Another one of those special nuggets of truth that we need to understand is found in Jeremiah 17.
Jeremiah 17:9-10 “The heart is deceitful above all things, and desperately wicked: who can know it? I the LORD search the heart, I try the reins, even to give every man according to his ways, and according to the fruit of his doings.”
The heart is a reference to man’s will and intellect, the place in our being from which decisions and choices are made.
It was interesting to note the Hebrew for the word deceitful—“fraudulent, crooked, polluted” and Webster adds, “serving to mislead or ensnare.” The Hebrew for “desperately wicked” makes reference to being sick and incurable. Webster defines wicked as “Evil in principle or practice; deviating from morality; contrary to the moral or divine law….”
In other words, because of the sin nature we inherited through Adam, man starts out with two strikes against him.
• The part of our being that guides us in making decisions and choices is naturally hardwired to mislead us and trap us through temptations.
• When following the leading of our heart, our natural proclivity is contrary to God’s law.
There is a verse from chapter 18 that is directly connected to this verse.
Jeremiah 18:12 “And they said, There is no hope: but we will walk after our own devices, and we will every one do the imagination of his evil heart.”

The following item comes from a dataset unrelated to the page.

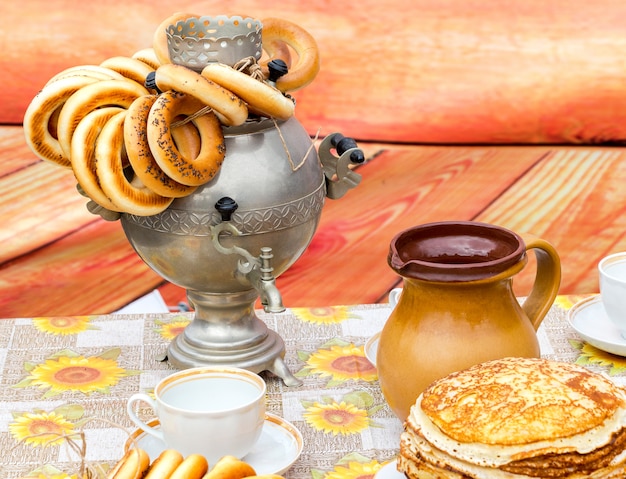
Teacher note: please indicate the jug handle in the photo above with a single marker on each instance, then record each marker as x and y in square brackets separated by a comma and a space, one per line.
[547, 279]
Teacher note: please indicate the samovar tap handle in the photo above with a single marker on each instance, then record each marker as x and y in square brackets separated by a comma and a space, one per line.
[339, 176]
[258, 271]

This verse declares that the people are knowingly acting with complete disregard for the power and authority of Almighty God. They are choosing to act according to the desires of their flesh, and they know their actions are evil. The Hebrew for the word “imagination” references obstinacy and lust from a root word that means to be hostile, an enemy. They are aware that they have positioned themselves as enemies of God.

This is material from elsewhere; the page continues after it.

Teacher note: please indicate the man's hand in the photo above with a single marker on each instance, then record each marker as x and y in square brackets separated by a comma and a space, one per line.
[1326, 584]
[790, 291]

Even more sobering is the answer to the closing question in verse 9 of chapter 17—God searches our hearts; He knows them inside out. The Psalmist was well aware of this truth.
Psalms 44:20–21 “If we have forgotten the name of our God, or stretched out our hands to a strange god; Shall not God search this out? for he knoweth the secrets of the heart.
The Hebrew for reins seems to be part and parcel of the heart; it makes reference to the “mind, the interior self.” When the LORD searches our heart, He is examining our thought processes, our motives. His judgments for or against each person are based on that examination.
Thankfully, each person of faith will emerge from that examination declared righteous in Christ Jesus. Heavenly rewards, however, will result from the LORD’s examination of our service before the LORD; and I believe that examination will be focused on the motivations of our heart.
2 Corinthians 5:17–18 & 21 “Therefore if any man be in Christ, he is a new creature: old things are passed away; behold, all things are become new. And all things are of God, who hath reconciled us to himself by Jesus Christ…. For he hath made him to be sin for us, who knew no sin; that we might be made the righteousness of God in him.”
1 Corinthians 3:13–15 “Every man’s work shall be made manifest: for the day shall
declare it, because it shall be revealed by fire; and the fire shall try every man’s work of what sort it is. If any man’s work abide which he hath built thereupon, he shall receive a reward. If any man’s work shall be burned, he shall suffer loss: but he himself shall be saved; yet so as by fire.”